Mars Global Surveyor, unsurprisingly given its name, surveyed the whole globe of Mars in 1999.
After this, it still had plenty of fuel, so looked at a wide variety of parts of Mars in greater detail; enduring further, and the scientists having run out of really exciting parts of Mars, it was returned to surveying, and covered 30% of the whole globe of Mars before breaking down last month.
It's not too difficult a job for a computer to check what's changed; sediment seems to have been deposited in various gullies, which are presumably now very high up the list of Places People Want To Visit, but being gullies on the steep sides of craters are a bit difficult for current robots to get to.

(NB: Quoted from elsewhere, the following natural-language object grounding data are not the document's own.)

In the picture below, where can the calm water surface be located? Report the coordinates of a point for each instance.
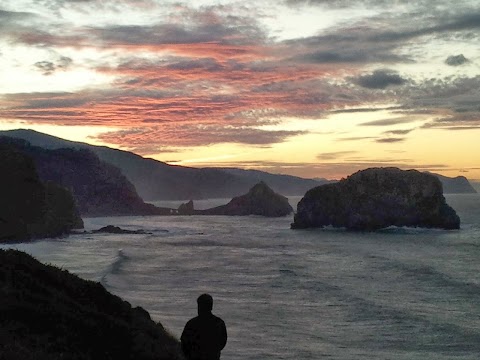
(304, 294)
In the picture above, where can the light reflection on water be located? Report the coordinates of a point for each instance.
(284, 294)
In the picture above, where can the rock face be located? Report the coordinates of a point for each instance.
(456, 185)
(99, 189)
(51, 314)
(260, 200)
(29, 208)
(377, 198)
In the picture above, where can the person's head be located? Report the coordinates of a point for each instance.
(205, 304)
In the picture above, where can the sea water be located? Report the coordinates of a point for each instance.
(295, 294)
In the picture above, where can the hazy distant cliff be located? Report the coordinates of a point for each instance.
(99, 189)
(48, 313)
(156, 180)
(30, 208)
(377, 198)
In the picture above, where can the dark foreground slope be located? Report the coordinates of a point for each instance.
(99, 189)
(47, 313)
(30, 208)
(376, 198)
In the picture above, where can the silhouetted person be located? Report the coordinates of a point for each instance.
(204, 336)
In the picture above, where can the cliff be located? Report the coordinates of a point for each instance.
(99, 189)
(30, 208)
(456, 185)
(156, 180)
(48, 313)
(377, 198)
(260, 200)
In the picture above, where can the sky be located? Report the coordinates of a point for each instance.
(313, 88)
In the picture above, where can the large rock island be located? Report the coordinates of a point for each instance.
(48, 313)
(376, 198)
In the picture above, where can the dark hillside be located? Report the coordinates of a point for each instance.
(99, 189)
(30, 208)
(48, 313)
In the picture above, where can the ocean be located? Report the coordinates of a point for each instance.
(400, 293)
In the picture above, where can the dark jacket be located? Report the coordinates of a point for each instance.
(204, 337)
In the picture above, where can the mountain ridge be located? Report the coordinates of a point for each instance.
(157, 180)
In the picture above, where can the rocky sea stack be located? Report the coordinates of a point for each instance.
(377, 198)
(48, 313)
(260, 200)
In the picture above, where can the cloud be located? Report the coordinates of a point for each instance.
(389, 140)
(389, 122)
(335, 155)
(380, 79)
(456, 60)
(48, 67)
(398, 132)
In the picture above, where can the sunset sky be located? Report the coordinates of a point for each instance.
(314, 88)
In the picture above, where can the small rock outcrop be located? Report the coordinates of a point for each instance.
(111, 229)
(186, 208)
(30, 208)
(376, 198)
(260, 200)
(48, 313)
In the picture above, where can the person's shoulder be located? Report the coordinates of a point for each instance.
(192, 321)
(218, 319)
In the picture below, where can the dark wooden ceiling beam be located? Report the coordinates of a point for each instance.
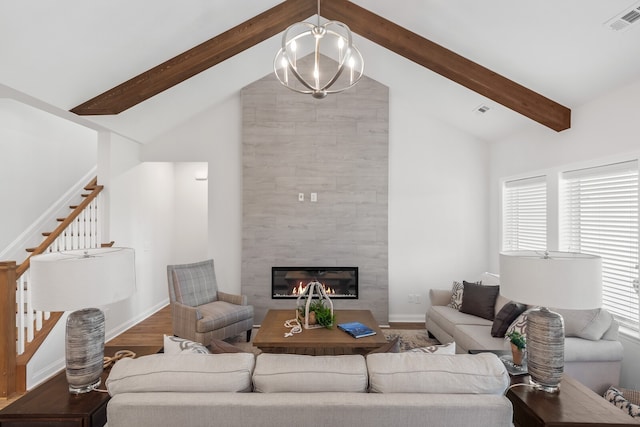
(198, 59)
(361, 21)
(448, 64)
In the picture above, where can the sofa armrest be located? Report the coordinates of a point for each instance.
(232, 298)
(440, 296)
(183, 319)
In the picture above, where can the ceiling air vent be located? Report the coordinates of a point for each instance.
(626, 18)
(481, 109)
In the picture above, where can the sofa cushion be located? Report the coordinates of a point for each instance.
(219, 347)
(448, 318)
(182, 373)
(392, 346)
(423, 373)
(176, 345)
(587, 324)
(479, 300)
(509, 312)
(581, 350)
(278, 373)
(477, 337)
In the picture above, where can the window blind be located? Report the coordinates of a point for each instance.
(600, 216)
(524, 215)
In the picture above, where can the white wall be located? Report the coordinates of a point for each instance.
(190, 227)
(213, 137)
(140, 198)
(42, 157)
(437, 203)
(603, 130)
(437, 207)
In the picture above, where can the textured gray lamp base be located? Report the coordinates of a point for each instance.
(84, 349)
(545, 349)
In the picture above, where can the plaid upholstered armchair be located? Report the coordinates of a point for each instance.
(200, 312)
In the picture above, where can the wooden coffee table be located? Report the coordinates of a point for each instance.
(270, 337)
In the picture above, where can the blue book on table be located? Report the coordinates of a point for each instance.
(356, 329)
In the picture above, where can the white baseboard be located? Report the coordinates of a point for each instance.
(407, 318)
(114, 332)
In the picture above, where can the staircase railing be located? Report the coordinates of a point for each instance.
(24, 329)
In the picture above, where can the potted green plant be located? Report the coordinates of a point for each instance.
(319, 314)
(518, 344)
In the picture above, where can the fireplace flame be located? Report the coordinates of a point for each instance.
(298, 289)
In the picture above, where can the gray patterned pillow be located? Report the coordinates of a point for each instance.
(616, 397)
(175, 345)
(456, 295)
(449, 348)
(457, 290)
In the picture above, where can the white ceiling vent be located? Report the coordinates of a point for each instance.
(481, 109)
(625, 19)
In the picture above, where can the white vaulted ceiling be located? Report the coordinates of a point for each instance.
(66, 52)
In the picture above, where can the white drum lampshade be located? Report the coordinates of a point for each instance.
(561, 280)
(78, 281)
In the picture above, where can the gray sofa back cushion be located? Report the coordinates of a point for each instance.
(278, 373)
(587, 324)
(480, 373)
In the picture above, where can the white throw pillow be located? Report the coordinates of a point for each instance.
(175, 345)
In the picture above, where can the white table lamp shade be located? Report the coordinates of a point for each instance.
(77, 279)
(559, 280)
(564, 280)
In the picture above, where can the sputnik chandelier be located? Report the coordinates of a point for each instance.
(318, 59)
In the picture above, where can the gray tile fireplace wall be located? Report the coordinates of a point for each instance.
(338, 148)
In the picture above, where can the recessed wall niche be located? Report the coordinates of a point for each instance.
(337, 148)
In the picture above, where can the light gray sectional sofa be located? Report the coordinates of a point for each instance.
(240, 389)
(593, 354)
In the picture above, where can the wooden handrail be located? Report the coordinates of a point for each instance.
(60, 228)
(8, 338)
(12, 366)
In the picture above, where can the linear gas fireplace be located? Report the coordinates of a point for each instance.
(339, 282)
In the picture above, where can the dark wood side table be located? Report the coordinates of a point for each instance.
(575, 405)
(51, 404)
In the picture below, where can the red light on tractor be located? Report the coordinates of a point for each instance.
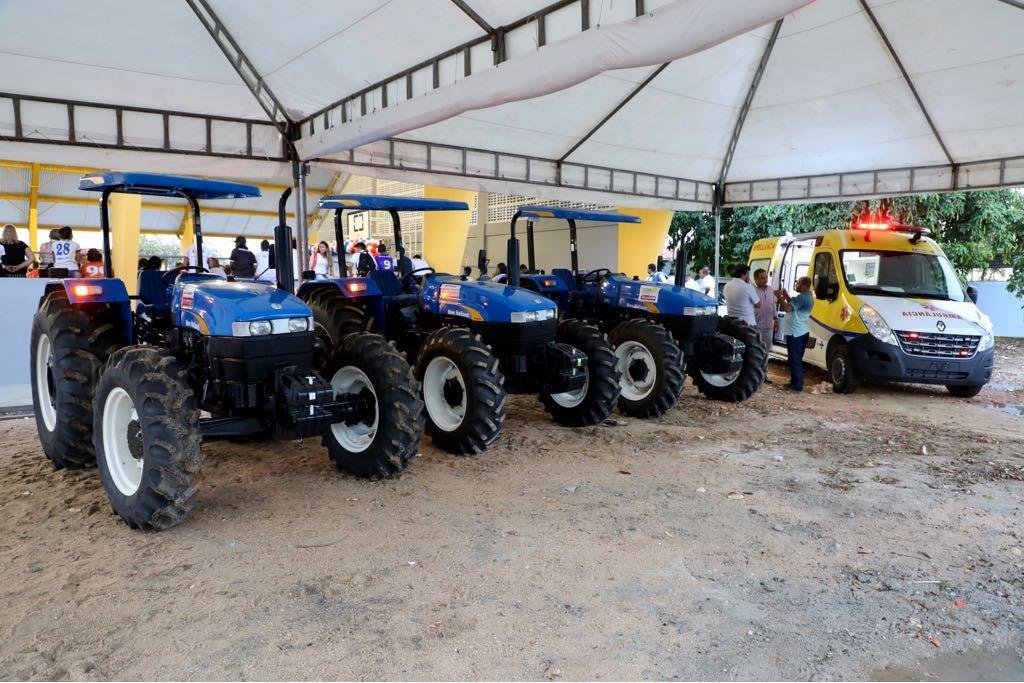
(86, 290)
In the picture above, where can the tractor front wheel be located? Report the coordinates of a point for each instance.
(594, 402)
(146, 436)
(463, 391)
(381, 442)
(651, 368)
(741, 384)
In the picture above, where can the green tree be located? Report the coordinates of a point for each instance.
(978, 229)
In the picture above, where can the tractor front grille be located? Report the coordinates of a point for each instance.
(938, 345)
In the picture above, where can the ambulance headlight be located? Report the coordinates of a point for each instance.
(260, 328)
(877, 326)
(298, 324)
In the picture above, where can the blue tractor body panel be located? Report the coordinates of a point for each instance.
(211, 304)
(487, 302)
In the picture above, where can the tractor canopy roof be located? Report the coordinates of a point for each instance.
(386, 203)
(577, 214)
(166, 185)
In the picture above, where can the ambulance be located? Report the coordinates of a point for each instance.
(888, 306)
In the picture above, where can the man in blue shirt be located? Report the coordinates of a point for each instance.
(798, 311)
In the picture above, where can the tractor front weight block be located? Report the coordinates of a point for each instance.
(720, 354)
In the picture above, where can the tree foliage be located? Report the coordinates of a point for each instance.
(978, 230)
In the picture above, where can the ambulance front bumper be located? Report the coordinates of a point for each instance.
(877, 360)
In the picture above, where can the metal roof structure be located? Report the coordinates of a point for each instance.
(675, 103)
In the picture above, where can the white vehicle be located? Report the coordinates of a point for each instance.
(888, 305)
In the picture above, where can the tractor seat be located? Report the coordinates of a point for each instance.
(154, 298)
(566, 278)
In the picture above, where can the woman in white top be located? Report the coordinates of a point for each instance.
(322, 263)
(66, 252)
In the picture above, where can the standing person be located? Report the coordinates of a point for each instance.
(93, 265)
(66, 252)
(16, 255)
(321, 262)
(243, 260)
(364, 261)
(655, 275)
(708, 282)
(741, 298)
(46, 250)
(765, 313)
(798, 310)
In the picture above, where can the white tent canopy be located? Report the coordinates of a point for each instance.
(645, 102)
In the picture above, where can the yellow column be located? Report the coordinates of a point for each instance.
(126, 214)
(639, 244)
(186, 230)
(34, 209)
(444, 232)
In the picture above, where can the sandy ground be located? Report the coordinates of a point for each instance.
(873, 536)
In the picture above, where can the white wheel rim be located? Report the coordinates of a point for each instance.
(628, 353)
(355, 437)
(440, 373)
(572, 398)
(44, 360)
(720, 380)
(119, 415)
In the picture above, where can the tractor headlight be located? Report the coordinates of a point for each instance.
(260, 328)
(877, 326)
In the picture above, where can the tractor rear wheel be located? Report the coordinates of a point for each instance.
(463, 391)
(594, 402)
(741, 384)
(651, 368)
(383, 441)
(146, 436)
(334, 316)
(70, 346)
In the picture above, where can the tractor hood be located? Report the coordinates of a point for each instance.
(656, 297)
(487, 302)
(954, 317)
(211, 305)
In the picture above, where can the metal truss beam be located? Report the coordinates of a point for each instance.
(415, 156)
(355, 104)
(907, 80)
(613, 112)
(242, 65)
(730, 151)
(141, 129)
(985, 174)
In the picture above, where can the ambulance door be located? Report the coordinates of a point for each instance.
(826, 315)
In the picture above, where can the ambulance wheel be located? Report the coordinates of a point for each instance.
(146, 436)
(594, 402)
(651, 368)
(70, 346)
(841, 371)
(463, 391)
(965, 391)
(383, 441)
(741, 384)
(334, 316)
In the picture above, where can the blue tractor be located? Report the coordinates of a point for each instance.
(471, 343)
(123, 388)
(658, 330)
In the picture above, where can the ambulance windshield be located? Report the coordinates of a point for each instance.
(901, 273)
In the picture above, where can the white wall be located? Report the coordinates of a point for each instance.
(598, 244)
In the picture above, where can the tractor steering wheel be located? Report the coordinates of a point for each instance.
(408, 280)
(595, 274)
(172, 274)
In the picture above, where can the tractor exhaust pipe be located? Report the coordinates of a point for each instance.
(283, 246)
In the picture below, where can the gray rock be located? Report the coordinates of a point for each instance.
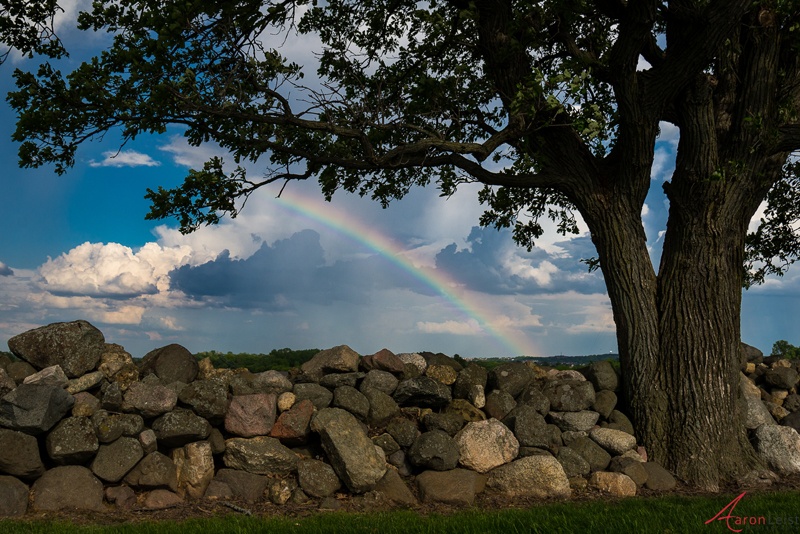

And there have been 20 new craters formed, including one about fifty metres in diameter with a debris trail half a kilometre long
http://mars.jpl.nasa.gov/mgs/gallery/20061206a-impacts.html#allimagesIt would be moderately inconvenient if a fifty-metre hole appeared randomly on Earth every year or so, but meteorites that size burn up in the atmosphere, with a flash of the energy of a modest atom bomb but far enough up that it's noticed only by such organisations as interest themselves in knowing with alacrity whenever anything atom-bomb-like has happened, and admitted to the public only when a functionary at such an organisation has nothing better to do; thank Boreas, Zephyr, Notus and Eurus for arranging Earth an atmosphere a hundred times denser and more meteorite-proof that Mars's.